そしてドイツ国鉄が戦後最大規模のストに入ろうとしています.
国鉄では一般職員との交渉は終わっていますが,今年は機関車の運転手が独自の組合を結成し,交渉権を得ること,そして30%の賃上げを要求しています.
これが聞き入れられない場合,特に独自の交渉権が得られない場合は,“スト突入”,だそうです.
この組合と国鉄当局との交渉のねじれはかなり長く続いており,たびたびストを強行し,又第三者が話し合いに入ったりして解決を試みましたが,不成功に追っています.
テレビなどで,ストの為駅で困っている人たちの意見をレポートしていますが,組合員に同情的な人が殆どです.
それは機関車の運転手の平均賃金が
独身29歳の男性の場合で1521ユーロ,(20万円?)
上級運転手で1775~2450ユーロ
これには日曜祭日,夜間の手当てが入っているのだそうです.
責任の重い仕事にかかわらずこの低賃金.聞いて私自身唖然としてしまいました.
しかし国鉄側も,“国営から株式会社へ”移行を目の前にして,従来の赤字経営を黒字に変えようと必死の時ですから,なかなか妥協案が認められないようです.

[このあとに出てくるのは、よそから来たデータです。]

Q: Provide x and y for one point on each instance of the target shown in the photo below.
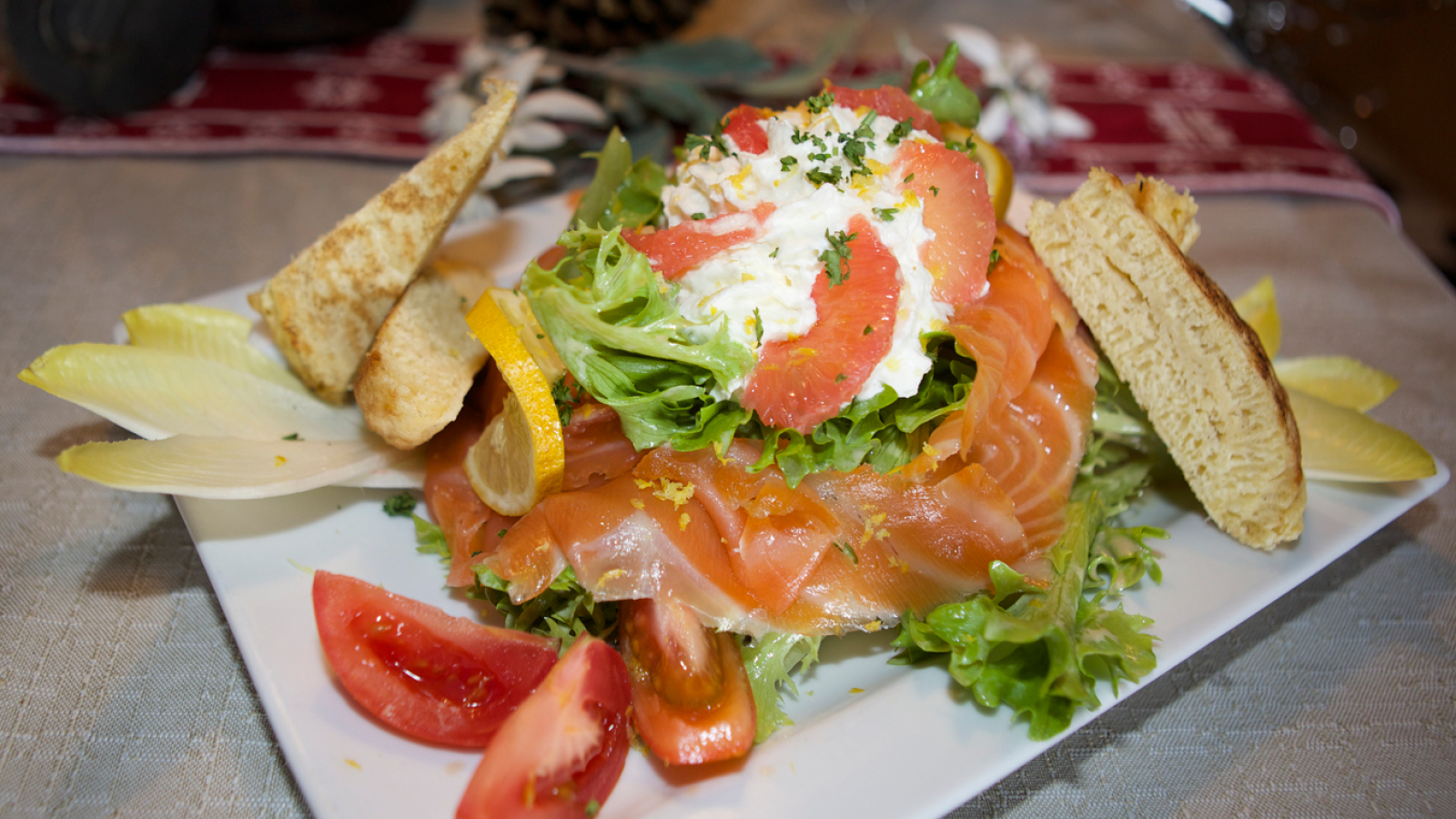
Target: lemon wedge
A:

新組織に入る以前に,組合に独自の交渉権を認めてしまうとこれまた跡に問題を残してしまうでしょうから,又運転手にとっては,ぜひとも会社組織移行前に獲得しておきたい権利のようです.
今までは単発のストでしたが,交渉が妥結に向かわない場合は貨物,客車すべてを含んだストに突入するといっているようです.

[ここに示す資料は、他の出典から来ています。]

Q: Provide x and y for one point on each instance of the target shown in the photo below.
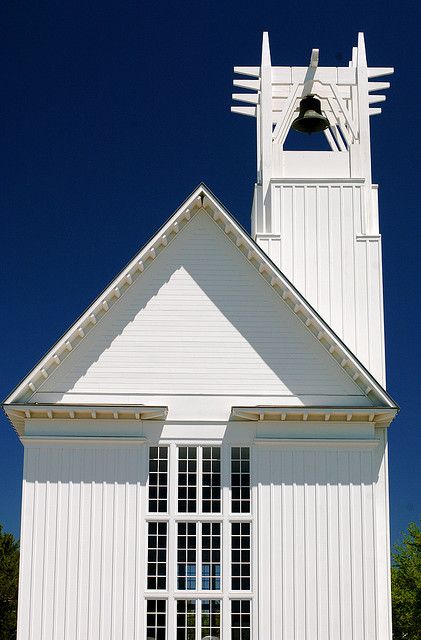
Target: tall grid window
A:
(211, 619)
(186, 555)
(240, 556)
(156, 619)
(205, 612)
(240, 619)
(158, 479)
(240, 480)
(187, 479)
(211, 556)
(186, 619)
(211, 479)
(185, 540)
(157, 555)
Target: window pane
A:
(158, 479)
(186, 619)
(211, 479)
(187, 479)
(186, 555)
(240, 619)
(240, 480)
(240, 556)
(156, 619)
(211, 556)
(211, 619)
(157, 555)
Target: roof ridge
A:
(200, 198)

そして,いろいろと情報時代ですから報道が有り,微妙に組合支持の声がかすみ始めています.
特にこれからクリスマス休暇に入ろうとしている時期だけに,個人のエゴも入ってくる事でしょう.
一年前の医者の独自の組合結成,スト突入と良く似ています.
それまでは医者も看護婦も“公共団体の組合の一員”でしたが,それでは自分たちの状況が改善できない,と医者が立ち上がったのです.
無理もありません.
医学部で6年,それから2年は見習い期間で酷使,やっと一人前の給料が取れるようになったらそれがなまじの工場労働者並みの金額.
負わされる責任と夜間勤務.
医者だけは例外で,32時間続けて働く事を許されていましたので,そしてそれがほぼ3日に1回はある状態ですから体も持ちません.
それでも,それを数年我慢すれば,開業医になるとか,何処そこの院長になるとか見通しがあったのが,医療全体の改革で,詰まってしまいました.今までのようには行かなくなってしまったのですから,この悪条件の改良と賃上げを求めて組合を結成したのです.

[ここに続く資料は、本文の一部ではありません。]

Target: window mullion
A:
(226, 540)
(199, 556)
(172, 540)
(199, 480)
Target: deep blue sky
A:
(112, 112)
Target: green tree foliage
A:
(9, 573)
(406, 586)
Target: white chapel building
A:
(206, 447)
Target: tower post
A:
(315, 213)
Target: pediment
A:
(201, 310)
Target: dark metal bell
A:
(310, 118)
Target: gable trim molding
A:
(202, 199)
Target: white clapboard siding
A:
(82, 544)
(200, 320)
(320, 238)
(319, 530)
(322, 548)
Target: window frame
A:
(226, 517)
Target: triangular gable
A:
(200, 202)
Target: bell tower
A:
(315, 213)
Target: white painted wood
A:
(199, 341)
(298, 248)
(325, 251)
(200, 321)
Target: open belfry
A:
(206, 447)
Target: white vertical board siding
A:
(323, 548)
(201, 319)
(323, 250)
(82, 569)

その時も,“今まで何十年もその状態に甘んじて,良い子ちゃんだったのが何を急に?”との声がでていました.今回の国鉄のストにも上がっています.
30年以上,寝ぼけてて何をいまさら.
しかしまあ,たとえ給料が要求どおり30%上がっても,2000ユーロが2600ユーロとなるだけではないですか.これは看護婦の平均給料ではないでしょうか.同様に責任あるポストの飛行機のパイロットの給料の何分の一ぐらいでしょうか?
何とか要求が通れば良いのにと同情しています.
ではまた
日本でもスーパーや百貨店はクリスマスの模様ですものね。心より商売というのが日本でしょうか。労働者の自覚が進んでいますね。